Precedent Treatment: The Court treated coordinate-bench decisions and acknowledged that litigants who cannot avail appellate remedy due to limitation/condonation constraints have approached the writ forum; such approach has been accepted in similar matters.
Interpretation and reasoning: The Court observed that the Appellate Authority lacked jurisdiction to condone delay beyond statutory limits and the petitioner had no efficacious alternative remedy; hence direct recourse to the writ jurisdiction was justifiable. The decision to dispose at motion stage followed the pattern of similar writ petitions already decided.
Ratio vs. Obiter: Ratio - Writ jurisdiction is maintainable where statutory appeal remedies are practically unavailable due to time-bar/condonation limits. Obiter - The Court did not lay down a general rule for all cases of procedural default; the conclusion is tied to existence of no efficacious remedy in the particular circumstances.

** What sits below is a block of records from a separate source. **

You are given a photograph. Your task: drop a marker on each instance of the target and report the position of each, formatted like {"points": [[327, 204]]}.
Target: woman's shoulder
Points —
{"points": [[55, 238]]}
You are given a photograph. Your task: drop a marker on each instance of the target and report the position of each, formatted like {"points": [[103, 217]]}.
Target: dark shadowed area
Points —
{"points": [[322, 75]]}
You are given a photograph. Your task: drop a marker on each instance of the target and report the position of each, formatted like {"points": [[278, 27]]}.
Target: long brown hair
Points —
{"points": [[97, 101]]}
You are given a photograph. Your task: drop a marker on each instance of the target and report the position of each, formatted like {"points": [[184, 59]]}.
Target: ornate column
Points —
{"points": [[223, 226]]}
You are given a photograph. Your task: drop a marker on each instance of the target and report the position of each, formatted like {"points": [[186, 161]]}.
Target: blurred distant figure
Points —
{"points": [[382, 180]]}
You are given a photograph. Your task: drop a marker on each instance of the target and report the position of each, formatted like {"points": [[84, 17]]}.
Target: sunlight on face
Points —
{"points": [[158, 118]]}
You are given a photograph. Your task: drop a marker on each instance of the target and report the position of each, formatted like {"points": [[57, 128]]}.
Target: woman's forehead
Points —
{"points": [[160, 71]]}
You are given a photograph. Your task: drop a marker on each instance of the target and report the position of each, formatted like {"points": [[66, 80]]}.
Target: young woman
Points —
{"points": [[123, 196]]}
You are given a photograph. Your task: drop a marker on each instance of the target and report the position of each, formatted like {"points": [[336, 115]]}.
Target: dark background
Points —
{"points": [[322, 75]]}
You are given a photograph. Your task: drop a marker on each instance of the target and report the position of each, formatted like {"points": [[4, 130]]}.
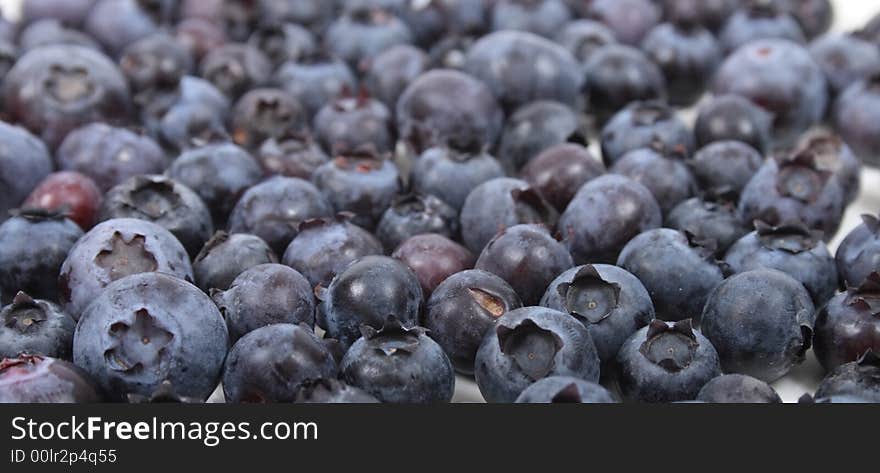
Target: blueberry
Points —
{"points": [[393, 70], [530, 344], [666, 362], [219, 174], [263, 295], [849, 325], [534, 69], [443, 105], [738, 389], [398, 364], [35, 327], [678, 271], [361, 183], [760, 322], [535, 127], [612, 303], [270, 364], [331, 391], [709, 220], [542, 17], [498, 204], [733, 118], [451, 174], [71, 193], [662, 172], [414, 214], [642, 125], [604, 215], [584, 37], [795, 188], [351, 123], [629, 19], [781, 77], [792, 249], [262, 114], [859, 378], [725, 167], [326, 246], [859, 253], [226, 256], [148, 328], [687, 54], [33, 245], [760, 19], [560, 171], [113, 250], [38, 379], [366, 293], [565, 389], [527, 257]]}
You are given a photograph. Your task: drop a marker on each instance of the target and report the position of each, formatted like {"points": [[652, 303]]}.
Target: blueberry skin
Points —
{"points": [[780, 76], [677, 271], [529, 344], [270, 364], [33, 246], [725, 166], [24, 163], [331, 391], [324, 247], [364, 186], [38, 379], [643, 125], [688, 56], [860, 378], [535, 127], [185, 337], [667, 176], [606, 214], [527, 257], [115, 249], [709, 221], [35, 327], [463, 308], [225, 256], [219, 174], [738, 389], [399, 365], [443, 106], [859, 253], [273, 210], [619, 75], [761, 323], [536, 69], [684, 363], [451, 174], [795, 189], [622, 304], [264, 295], [366, 293], [848, 325], [733, 118], [565, 389], [165, 202], [792, 249]]}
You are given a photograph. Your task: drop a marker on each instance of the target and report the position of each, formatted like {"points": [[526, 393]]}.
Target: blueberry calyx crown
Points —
{"points": [[393, 337], [670, 346], [588, 297], [532, 348], [791, 237]]}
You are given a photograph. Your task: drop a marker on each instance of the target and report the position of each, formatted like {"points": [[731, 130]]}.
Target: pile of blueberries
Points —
{"points": [[354, 200]]}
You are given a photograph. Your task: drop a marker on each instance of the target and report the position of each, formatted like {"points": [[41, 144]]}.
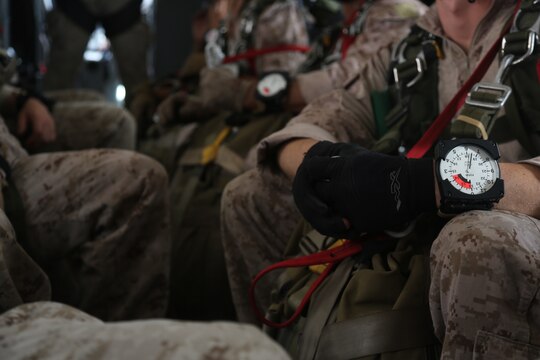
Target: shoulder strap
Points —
{"points": [[413, 85], [520, 70]]}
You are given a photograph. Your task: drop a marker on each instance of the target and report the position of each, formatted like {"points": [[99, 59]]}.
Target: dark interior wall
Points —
{"points": [[173, 33]]}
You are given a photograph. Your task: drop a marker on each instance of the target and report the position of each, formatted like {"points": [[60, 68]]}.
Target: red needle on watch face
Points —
{"points": [[461, 181]]}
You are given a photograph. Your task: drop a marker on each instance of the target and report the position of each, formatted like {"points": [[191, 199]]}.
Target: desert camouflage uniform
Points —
{"points": [[501, 259], [84, 120], [97, 221], [69, 40], [46, 330], [32, 327], [482, 279], [21, 279], [265, 198], [280, 23], [199, 287]]}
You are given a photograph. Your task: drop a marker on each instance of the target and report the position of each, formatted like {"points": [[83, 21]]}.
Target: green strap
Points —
{"points": [[462, 128], [376, 334]]}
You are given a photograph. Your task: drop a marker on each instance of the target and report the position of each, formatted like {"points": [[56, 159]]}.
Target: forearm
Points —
{"points": [[521, 189], [291, 154]]}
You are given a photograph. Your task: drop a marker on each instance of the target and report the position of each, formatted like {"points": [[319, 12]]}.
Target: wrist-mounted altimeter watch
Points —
{"points": [[272, 89], [468, 174]]}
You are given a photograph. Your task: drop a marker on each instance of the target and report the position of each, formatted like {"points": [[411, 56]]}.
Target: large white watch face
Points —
{"points": [[470, 169], [271, 84]]}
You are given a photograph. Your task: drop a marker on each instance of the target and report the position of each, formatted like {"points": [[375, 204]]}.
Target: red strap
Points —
{"points": [[349, 248], [254, 53], [330, 257], [346, 39], [538, 70], [437, 127]]}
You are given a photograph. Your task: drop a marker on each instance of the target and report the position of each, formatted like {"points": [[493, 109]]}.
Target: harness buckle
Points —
{"points": [[504, 91], [532, 41], [419, 63]]}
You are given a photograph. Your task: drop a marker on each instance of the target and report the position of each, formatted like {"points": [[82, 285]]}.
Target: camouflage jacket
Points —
{"points": [[387, 21], [341, 116]]}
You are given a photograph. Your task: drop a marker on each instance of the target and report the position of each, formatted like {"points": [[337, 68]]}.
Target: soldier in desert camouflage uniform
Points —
{"points": [[69, 26], [484, 293], [199, 282], [385, 22], [97, 221], [63, 119], [33, 327]]}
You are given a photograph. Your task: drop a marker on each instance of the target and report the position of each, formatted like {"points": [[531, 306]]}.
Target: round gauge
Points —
{"points": [[271, 84], [470, 169]]}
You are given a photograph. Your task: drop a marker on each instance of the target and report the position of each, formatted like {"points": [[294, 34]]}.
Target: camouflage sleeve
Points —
{"points": [[387, 23], [336, 116], [281, 23], [534, 161]]}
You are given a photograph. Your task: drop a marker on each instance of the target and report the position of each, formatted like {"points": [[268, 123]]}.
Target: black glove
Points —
{"points": [[372, 191]]}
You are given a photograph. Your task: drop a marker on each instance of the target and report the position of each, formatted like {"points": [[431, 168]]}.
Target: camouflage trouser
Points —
{"points": [[258, 216], [21, 279], [46, 330], [97, 222], [484, 296], [84, 121], [68, 43]]}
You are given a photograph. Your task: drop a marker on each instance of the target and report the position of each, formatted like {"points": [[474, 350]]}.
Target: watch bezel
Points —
{"points": [[454, 201]]}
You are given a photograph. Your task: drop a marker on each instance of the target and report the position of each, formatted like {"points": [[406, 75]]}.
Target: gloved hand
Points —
{"points": [[345, 190]]}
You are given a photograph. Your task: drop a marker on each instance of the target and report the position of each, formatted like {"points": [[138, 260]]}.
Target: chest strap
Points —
{"points": [[486, 99]]}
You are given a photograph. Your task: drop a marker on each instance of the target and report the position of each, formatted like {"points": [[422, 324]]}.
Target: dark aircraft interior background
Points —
{"points": [[22, 30]]}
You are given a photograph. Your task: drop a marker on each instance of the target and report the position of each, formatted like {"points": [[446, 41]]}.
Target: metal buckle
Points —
{"points": [[505, 94], [532, 40], [420, 68]]}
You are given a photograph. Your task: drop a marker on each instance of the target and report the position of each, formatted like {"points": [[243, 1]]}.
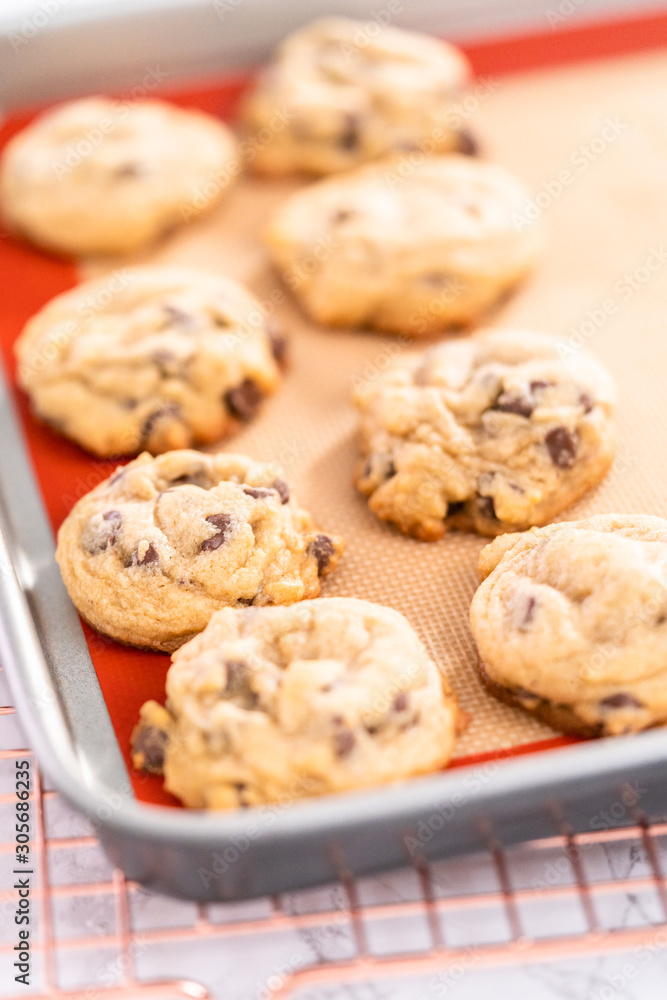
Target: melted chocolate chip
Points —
{"points": [[243, 400], [468, 145], [344, 742], [457, 507], [349, 137], [150, 744], [381, 467], [529, 612], [586, 402], [562, 447], [105, 535], [257, 492], [322, 548], [621, 700], [150, 556], [224, 523], [282, 489], [486, 508], [508, 403]]}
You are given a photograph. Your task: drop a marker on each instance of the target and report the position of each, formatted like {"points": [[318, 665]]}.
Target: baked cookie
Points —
{"points": [[571, 623], [407, 249], [100, 176], [342, 92], [155, 358], [491, 433], [152, 552], [275, 704]]}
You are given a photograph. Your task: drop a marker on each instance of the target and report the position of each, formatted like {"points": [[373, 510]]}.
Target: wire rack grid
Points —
{"points": [[570, 895]]}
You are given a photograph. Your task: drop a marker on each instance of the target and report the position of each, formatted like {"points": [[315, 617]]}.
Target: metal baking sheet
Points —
{"points": [[272, 849]]}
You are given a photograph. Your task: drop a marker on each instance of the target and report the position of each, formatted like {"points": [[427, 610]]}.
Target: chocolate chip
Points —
{"points": [[509, 403], [322, 548], [468, 145], [621, 700], [149, 556], [224, 523], [278, 342], [149, 745], [97, 540], [282, 489], [529, 612], [243, 400], [344, 742], [562, 447], [167, 412], [349, 137], [379, 467], [257, 492], [486, 508]]}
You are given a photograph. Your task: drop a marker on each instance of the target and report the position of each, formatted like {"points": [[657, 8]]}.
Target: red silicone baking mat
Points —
{"points": [[535, 122]]}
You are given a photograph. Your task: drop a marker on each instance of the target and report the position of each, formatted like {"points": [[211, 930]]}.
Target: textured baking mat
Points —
{"points": [[590, 140]]}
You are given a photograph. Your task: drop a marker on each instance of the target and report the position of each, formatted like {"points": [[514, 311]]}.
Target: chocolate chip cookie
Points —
{"points": [[341, 92], [411, 248], [277, 704], [152, 552], [491, 433], [571, 623], [99, 176], [149, 358]]}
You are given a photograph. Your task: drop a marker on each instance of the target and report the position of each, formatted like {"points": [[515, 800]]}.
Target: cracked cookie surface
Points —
{"points": [[100, 176], [152, 552], [342, 92], [277, 704], [407, 248], [149, 358], [496, 432], [571, 623]]}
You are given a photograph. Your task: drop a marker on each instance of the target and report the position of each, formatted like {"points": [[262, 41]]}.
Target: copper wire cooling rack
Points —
{"points": [[561, 901]]}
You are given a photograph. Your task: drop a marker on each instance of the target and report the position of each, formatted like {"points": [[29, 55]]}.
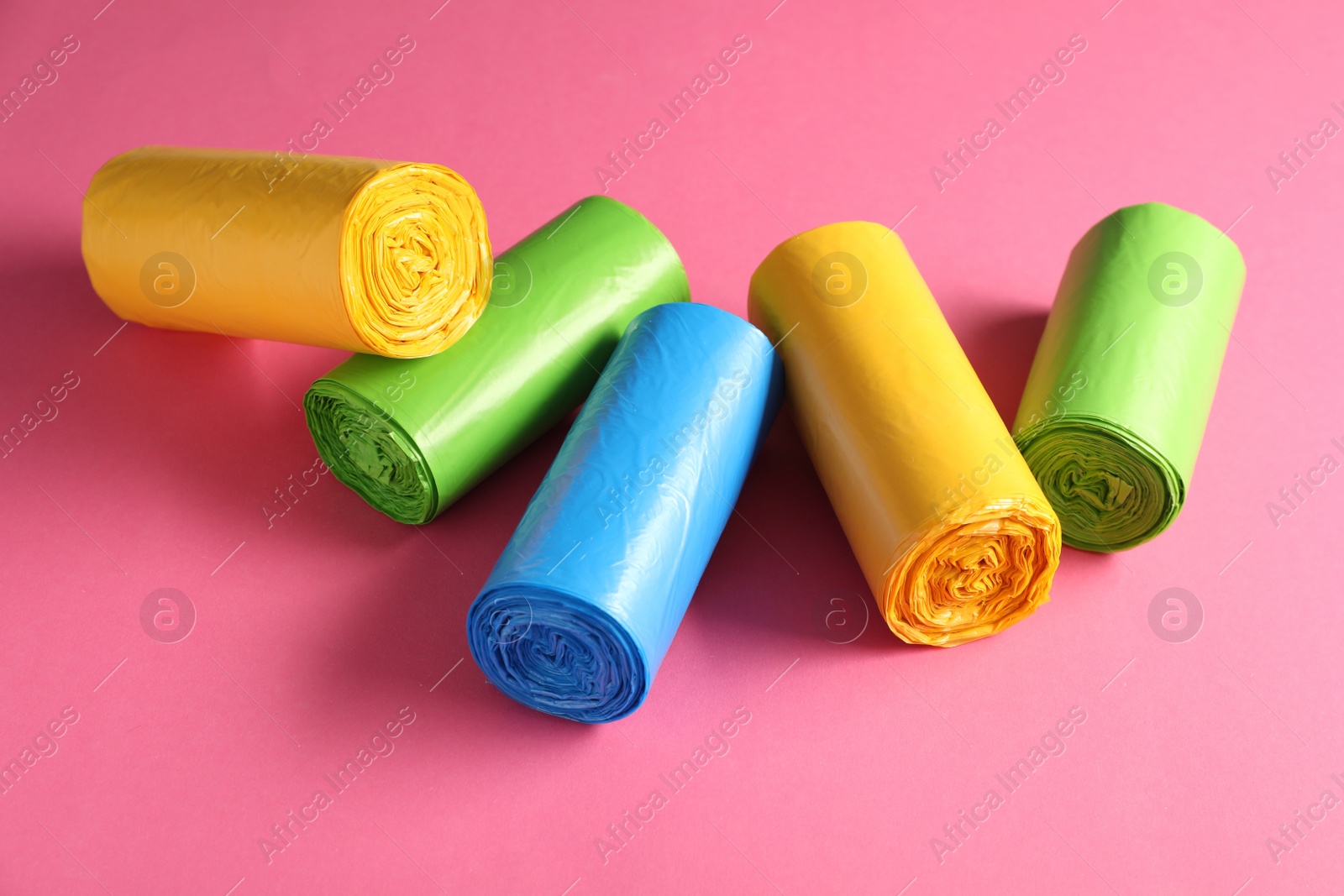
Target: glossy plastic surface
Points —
{"points": [[366, 255], [947, 521], [1120, 391], [582, 605], [414, 436]]}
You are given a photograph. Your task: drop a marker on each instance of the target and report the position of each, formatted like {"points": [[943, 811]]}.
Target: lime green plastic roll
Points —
{"points": [[413, 436], [1124, 378]]}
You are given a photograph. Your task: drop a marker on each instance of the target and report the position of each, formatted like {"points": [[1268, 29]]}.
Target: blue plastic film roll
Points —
{"points": [[582, 605]]}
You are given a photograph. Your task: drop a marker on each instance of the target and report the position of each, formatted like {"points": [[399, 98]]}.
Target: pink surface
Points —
{"points": [[315, 633]]}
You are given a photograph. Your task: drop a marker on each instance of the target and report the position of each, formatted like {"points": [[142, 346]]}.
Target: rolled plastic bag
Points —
{"points": [[582, 605], [414, 436], [949, 528], [390, 258], [1120, 392]]}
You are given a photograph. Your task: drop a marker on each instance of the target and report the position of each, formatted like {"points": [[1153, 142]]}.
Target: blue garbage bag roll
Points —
{"points": [[582, 605]]}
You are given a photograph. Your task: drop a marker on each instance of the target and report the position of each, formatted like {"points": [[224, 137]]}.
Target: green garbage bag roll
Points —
{"points": [[1119, 396], [413, 436]]}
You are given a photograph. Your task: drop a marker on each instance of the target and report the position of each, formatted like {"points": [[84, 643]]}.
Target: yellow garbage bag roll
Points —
{"points": [[366, 255], [948, 524]]}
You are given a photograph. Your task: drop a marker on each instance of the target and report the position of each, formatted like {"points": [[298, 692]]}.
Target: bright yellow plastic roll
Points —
{"points": [[378, 257], [948, 524]]}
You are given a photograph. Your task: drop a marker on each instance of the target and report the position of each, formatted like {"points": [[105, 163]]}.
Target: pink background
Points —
{"points": [[316, 631]]}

Conclusions: The writ petition was entertained and disposed of on merits because the statutory appellate remedy was not an effective alternative for the petitioner.
Issue 3 - Effect of cancellation on liability and scope of relief on restoration
Legal framework: Cancellation of registration does not affect the liability to pay tax and other dues under the CGST Act; restoration/remediation must account for outstanding dues and any penalties.
Precedent Treatment: The Court followed existing principle that cancellation leaves underlying liabilities intact and that restoration can be conditional upon satisfaction of such liabilities.
Interpretation and reasoning: The Court affirmed that even upon revocation of cancellation, the petitioner remains liable for taxes/penalties. Accordingly, the relief granted was expressly conditional: the authority must first provide an account of dues; the petitioner must pay within a specified period; upon proof of payment the registration shall be reinstated by an appropriate order revoking the cancellation.
Ratio vs. Obiter: Ratio - Restoration of GST registration is permissible subject to payment of outstanding statutory liabilities; cancellation itself does not nullify tax liability. Obiter - The Court's specification of time periods for intimation and payment is case-specific procedural direction.
Conclusions: The Court directed a procedural mechanism for quantification and payment of dues and mandated restoration on proof of compliance, preserving the taxing authority's right to recover liabilities.
Issue 4 - Applicability of coordinate-bench decision as guiding precedent
Legal framework: Decisions of coordinate benches of the same High Court may be considered persuasive and followed where the facts and legal questions are similar.
Precedent Treatment: The Court explicitly followed a recent coordinate-bench order that granted conditional revocation/restoration upon payment of dues.
Interpretation and reasoning: The Court found the factual and legal matrix of the petitioner's case to be squarely covered by the coordinate-bench ruling and adopted identical relief. The reliance was treated as binding for determination of similar cases before the same court.
Ratio vs. Obiter: Ratio - Where a coordinate-bench decision on materially similar facts grants conditional restoration of GST registration on payment of dues, subsequent benches may follow that approach. Obiter - The judgment did not undertake a detailed doctrinal analysis of precedential hierarchy; reliance was pragmatic and fact-specific.
Conclusions: The Court followed the coordinate-bench precedent and applied its scheme of conditional restoration to the petitioner's case, directing quantification, payment within a specified period, and revocation of cancellation on proof of payment.